Moscow: Former Russian President Dmitry Medvedev said attempts by the West to punish a nuclear power such as Russia for the war in Ukraine risked endangering humanity, as the nearly five-month conflict leaves cities in ruins and thousands homeless.
Since the 1962 Cuban Missile Crisis, when many people feared the world was headed for nuclear war, Russia’s invasion of Ukraine on February 24 has caused the most significant crisis in ties with the West.
U.S. President Joe Biden says Russian President Vladimir Putin is a war criminal and has led the West in arming Ukraine and imposing crippling sanctions on Russia.

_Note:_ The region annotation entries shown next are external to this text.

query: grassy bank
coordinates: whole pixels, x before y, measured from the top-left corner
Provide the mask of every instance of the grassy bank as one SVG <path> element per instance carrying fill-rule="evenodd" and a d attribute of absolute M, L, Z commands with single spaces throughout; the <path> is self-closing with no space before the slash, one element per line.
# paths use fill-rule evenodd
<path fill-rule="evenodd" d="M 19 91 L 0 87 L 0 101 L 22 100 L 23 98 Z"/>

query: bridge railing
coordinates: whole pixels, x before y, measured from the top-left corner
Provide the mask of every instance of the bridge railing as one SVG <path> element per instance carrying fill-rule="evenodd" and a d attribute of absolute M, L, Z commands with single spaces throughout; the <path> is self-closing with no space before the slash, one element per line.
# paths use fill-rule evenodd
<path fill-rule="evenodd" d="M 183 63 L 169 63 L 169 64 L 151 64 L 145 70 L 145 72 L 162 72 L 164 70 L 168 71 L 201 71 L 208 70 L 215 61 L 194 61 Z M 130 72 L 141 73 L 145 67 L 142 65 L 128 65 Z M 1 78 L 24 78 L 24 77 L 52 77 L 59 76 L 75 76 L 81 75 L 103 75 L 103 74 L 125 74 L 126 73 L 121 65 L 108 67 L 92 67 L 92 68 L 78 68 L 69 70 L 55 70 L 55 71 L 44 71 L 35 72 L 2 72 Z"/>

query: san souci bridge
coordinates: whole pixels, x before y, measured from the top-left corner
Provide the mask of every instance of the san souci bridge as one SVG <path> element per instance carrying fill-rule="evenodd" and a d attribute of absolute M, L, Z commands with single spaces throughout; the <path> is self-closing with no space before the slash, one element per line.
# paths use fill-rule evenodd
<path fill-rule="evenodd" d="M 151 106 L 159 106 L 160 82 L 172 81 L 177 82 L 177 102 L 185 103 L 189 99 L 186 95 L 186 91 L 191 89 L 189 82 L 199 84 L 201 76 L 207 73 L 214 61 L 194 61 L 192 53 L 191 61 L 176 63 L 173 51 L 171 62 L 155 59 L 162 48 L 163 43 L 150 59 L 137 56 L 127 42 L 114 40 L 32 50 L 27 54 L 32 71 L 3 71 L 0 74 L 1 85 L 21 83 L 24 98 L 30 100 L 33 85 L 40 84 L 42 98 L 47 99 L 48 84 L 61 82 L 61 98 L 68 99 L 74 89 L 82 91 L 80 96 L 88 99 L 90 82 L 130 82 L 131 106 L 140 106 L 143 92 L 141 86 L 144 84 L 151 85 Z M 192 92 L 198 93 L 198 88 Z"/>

“The idea of punishing a country that has one of the largest nuclear potentials is absurd. And potentially poses a threat to the existence of humanity,” Medvedev, now deputy chairman of the Russian Security Council, said on Wednesday.
Russia and the United States control about 90% of the world’s nuclear warheads, with around 4,000 warheads each in their military stockpiles, according to the Federation of American Scientists.
Medvedev cast the United States as an empire which had spilt blood across the world, citing the killing of Native Americans, the US nuclear attacks on Japan and a host of wars ranging from Vietnam to Afghanistan.
Attempts to use courts or tribunals to investigate Russia’s actions in Ukraine would, Medvedev said, be futile and risk global devastation. Ukraine and its Western allies say Russian forces have engaged in war crimes.
Putin launched his invasion, calling it a “special military operation”, to demilitarise Ukraine, root out what he said were dangerous nationalists and protect Russian speakers in that country.
On Sunday, Putin claimed his biggest victory when Ukrainian forces withdrew from Luhansk province. Russian forces then launched an offensive to take neighbouring Donetsk province. Donetsk and Luhansk comprise the Donbas.
Russia has said it wants to wrest control of the eastern and heavily industrial region on behalf of Moscow-backed separatists in two self-proclaimed people’s republics.